Lorsqu’on demande au jeune inventeur s’il partage la vision souvent véhiculée par les médias d’une Afrique à l’aube d’une révolution technologique (du fait notamment des taux de pénétration du téléphone mobile), il répond : « J’ai quelques réticences par rapport aux personnes qui voient une révolution dans tout cela car, pour avoir vécu en Afrique, j’ai conscience que nous avons certes beaucoup d’atouts mais je crois aussi que les gens ont tendance à sous-estimer les freins à l’innovation : je pense notamment à la corruption et à l’absence d’investissements dans le domaine de recherche », explique-t-il.

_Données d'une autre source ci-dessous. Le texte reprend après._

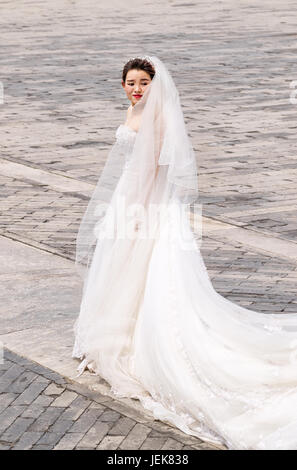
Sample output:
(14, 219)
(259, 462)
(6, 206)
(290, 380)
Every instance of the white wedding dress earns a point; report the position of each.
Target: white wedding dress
(153, 326)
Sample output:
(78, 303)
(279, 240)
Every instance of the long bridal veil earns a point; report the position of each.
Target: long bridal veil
(238, 365)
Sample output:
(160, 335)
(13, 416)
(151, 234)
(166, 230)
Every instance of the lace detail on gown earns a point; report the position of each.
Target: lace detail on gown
(152, 325)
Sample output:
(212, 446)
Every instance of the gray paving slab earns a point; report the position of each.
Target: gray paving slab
(97, 426)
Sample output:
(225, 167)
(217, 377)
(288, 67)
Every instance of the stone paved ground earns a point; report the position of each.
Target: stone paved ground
(233, 63)
(41, 410)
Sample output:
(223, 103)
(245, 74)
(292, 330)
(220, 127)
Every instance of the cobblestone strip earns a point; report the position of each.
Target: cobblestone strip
(40, 409)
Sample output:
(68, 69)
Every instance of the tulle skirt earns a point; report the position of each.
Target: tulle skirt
(152, 325)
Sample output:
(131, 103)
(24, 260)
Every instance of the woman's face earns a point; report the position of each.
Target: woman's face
(136, 83)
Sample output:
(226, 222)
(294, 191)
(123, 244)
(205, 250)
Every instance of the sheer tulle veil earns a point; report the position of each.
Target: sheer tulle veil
(162, 167)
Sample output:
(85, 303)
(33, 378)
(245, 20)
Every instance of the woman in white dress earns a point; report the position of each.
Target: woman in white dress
(151, 323)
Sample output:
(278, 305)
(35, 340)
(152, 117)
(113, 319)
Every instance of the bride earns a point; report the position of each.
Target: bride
(151, 323)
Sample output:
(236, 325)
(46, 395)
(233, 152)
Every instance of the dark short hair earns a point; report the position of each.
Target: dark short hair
(139, 64)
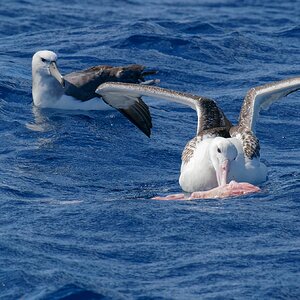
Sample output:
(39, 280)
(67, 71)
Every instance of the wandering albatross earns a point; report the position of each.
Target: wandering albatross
(76, 91)
(221, 160)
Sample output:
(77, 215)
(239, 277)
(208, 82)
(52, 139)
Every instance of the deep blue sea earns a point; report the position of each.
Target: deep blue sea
(76, 219)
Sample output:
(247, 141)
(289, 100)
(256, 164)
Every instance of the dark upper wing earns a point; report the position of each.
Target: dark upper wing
(210, 117)
(262, 97)
(82, 84)
(258, 98)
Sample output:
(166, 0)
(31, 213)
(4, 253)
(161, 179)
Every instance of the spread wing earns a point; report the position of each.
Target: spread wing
(262, 97)
(210, 117)
(82, 84)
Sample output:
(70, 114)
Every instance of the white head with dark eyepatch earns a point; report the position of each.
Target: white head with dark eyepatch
(45, 74)
(222, 152)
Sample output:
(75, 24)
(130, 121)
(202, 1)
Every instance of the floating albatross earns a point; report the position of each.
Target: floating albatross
(77, 90)
(221, 160)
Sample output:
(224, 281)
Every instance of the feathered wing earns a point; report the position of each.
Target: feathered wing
(209, 115)
(262, 97)
(82, 85)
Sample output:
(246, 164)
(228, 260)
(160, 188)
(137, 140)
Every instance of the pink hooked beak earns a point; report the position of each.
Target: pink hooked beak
(222, 173)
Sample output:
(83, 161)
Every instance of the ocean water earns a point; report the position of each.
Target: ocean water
(76, 217)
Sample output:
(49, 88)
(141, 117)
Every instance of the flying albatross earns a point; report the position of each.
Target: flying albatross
(221, 160)
(77, 90)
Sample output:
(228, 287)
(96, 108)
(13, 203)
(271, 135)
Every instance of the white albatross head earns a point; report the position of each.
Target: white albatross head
(222, 152)
(47, 81)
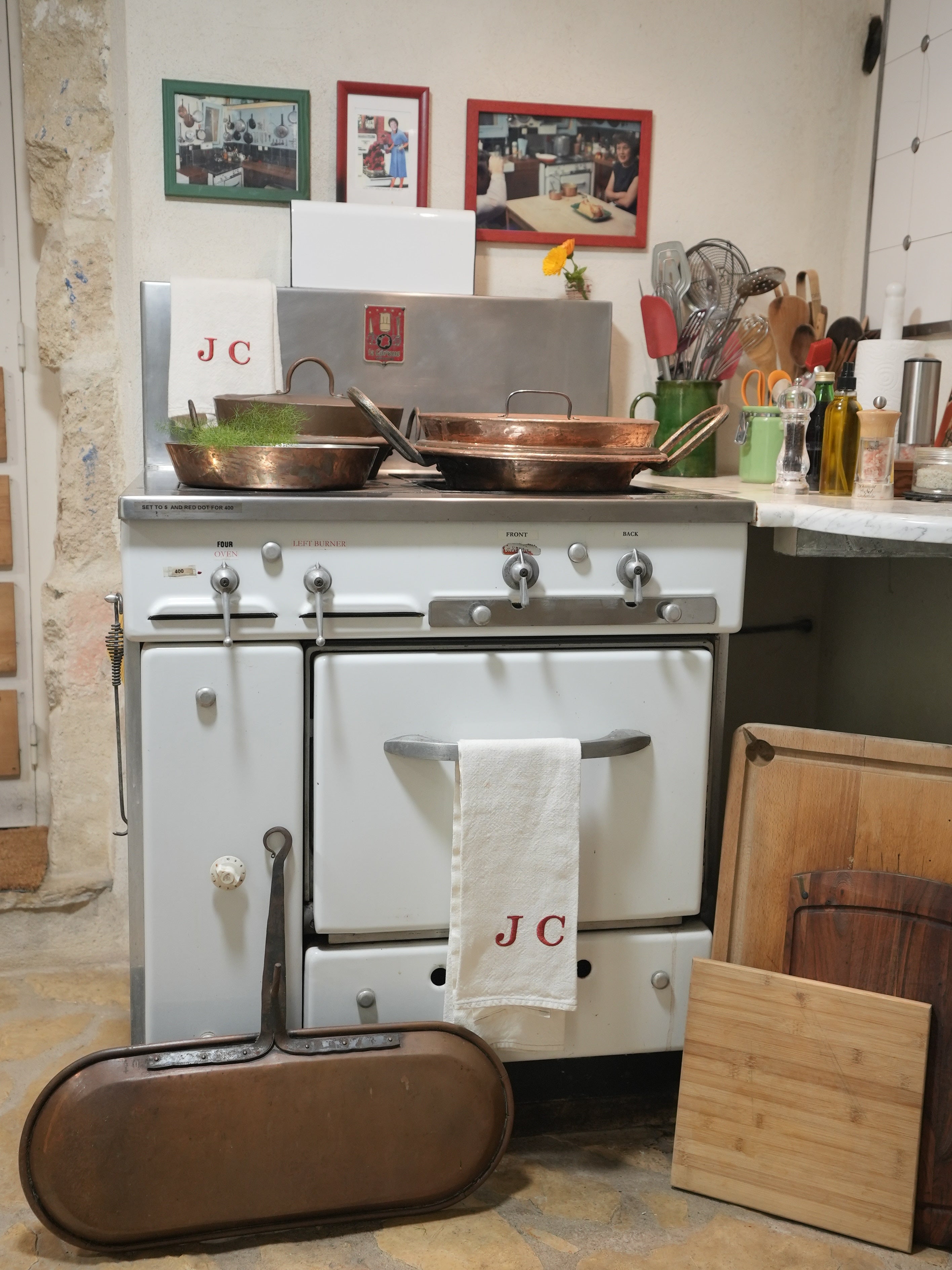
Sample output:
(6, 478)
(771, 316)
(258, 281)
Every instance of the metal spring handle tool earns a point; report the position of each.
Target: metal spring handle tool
(116, 648)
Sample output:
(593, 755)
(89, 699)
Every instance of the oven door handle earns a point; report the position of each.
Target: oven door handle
(625, 741)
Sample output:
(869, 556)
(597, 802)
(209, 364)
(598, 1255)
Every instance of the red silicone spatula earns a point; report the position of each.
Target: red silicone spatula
(821, 353)
(661, 332)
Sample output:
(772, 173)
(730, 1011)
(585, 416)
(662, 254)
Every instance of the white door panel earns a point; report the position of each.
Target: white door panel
(383, 825)
(620, 1011)
(215, 780)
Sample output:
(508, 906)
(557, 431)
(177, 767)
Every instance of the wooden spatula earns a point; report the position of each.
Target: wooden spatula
(785, 315)
(661, 332)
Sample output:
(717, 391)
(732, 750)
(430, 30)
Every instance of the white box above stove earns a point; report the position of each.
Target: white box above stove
(350, 247)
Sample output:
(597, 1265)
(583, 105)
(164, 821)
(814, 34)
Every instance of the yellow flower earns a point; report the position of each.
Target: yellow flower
(555, 261)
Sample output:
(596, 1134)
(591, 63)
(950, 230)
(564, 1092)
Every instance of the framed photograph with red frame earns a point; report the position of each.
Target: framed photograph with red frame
(384, 133)
(539, 173)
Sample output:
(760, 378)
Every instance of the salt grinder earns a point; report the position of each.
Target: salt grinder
(793, 463)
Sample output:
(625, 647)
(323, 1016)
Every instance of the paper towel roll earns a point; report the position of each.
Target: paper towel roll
(879, 369)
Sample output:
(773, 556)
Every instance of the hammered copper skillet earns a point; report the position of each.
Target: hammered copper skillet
(572, 469)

« Tant qu’on ne comprendra pas en Afrique qu’être chercheur est un boulot à plein temps, l’Afrique ne se développera pas. Tant qu‘on ne comprendra pas que la recherche est un domaine absolument nécessaire et non pas optionnel, elle ne pourra pas décoller. Si chercheurs et hommes politiques ne parviennent pas à s’accorder sur ce sujet, la croissance sera factice car elle ne sera pas soutenue par quelque chose de viable », conclut le jeune inventeur du Cardiopad.